Finnish drink company

VEEN is a Finnish premium beverage brand focusing on waters and natural, unprocessed drinks.

== Company ==

VEEN is a premium Finnish beverage brand, established in December 2006. The brand name comes from Veen Emonen (Mother of the Water) that is introduced in the Finnish national epic Kalevala.

VEEN is produced and marketed by VEEN Waters Finland Oy Ltd, a private company headquartered in Ylitornio, Finland. At inception, the company's key people were Managing Director Tomi Grönfors, Marketing and Sales Director Mikko Nikkilä and Operations Director Ville Hvitfelt. The brand was acquired from the original founders in January 2012 and the overall management, strategy and operations was taken over by the current ownership, which is family run and funded. Today, the VEEN brand and business is operated as a group of three companies with two individual water sources and two bottling plants, catering to 16 different countries.

==Products==

VEEN bottles spring water in Finnish Lapland. Characterized by low mineral content (17.22 mg/L), the water is filtered through an ice age till at the Konisaajo natural spring area, where VEEN bottles VEEN Velvet (natural spring water) and VEEN Effervescent (gently sparkling spring water) products. The products are packaged in recyclable glass bottles, and are positioned as "culinary" products due to low mineral content.

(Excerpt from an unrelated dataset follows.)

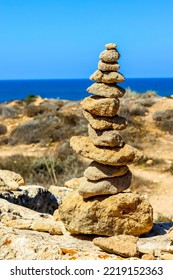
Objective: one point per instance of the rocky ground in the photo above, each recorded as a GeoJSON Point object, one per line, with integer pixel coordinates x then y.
{"type": "Point", "coordinates": [34, 142]}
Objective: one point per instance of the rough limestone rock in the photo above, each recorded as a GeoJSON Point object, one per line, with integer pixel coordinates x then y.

VEEN Still & Classic are natural mineral water products from Bhutan. The products are packaged exclusively in recyclable glass bottles and are positioned as "hydration, rejuvenation & replenishment" products.
VEEN Nordic Mixers were launched in late 2017 and positioned as a premium Nordic Mixer range which includes four products: Nordic Tonic Water, Nordic Soda Water, Nordic Ginger Ale, Nordic Bitter Lemon.
VEEN Ayurveda Water is positioned as functional wellness drink with natural plant, fruit & botanical infusions inspired by Ayurveda. Ayurveda Super Shot is an extension to the Ayurveda range and is a 100 mL organic juice shot with natural plant, fruit and botanical juices inspired by Ayurveda.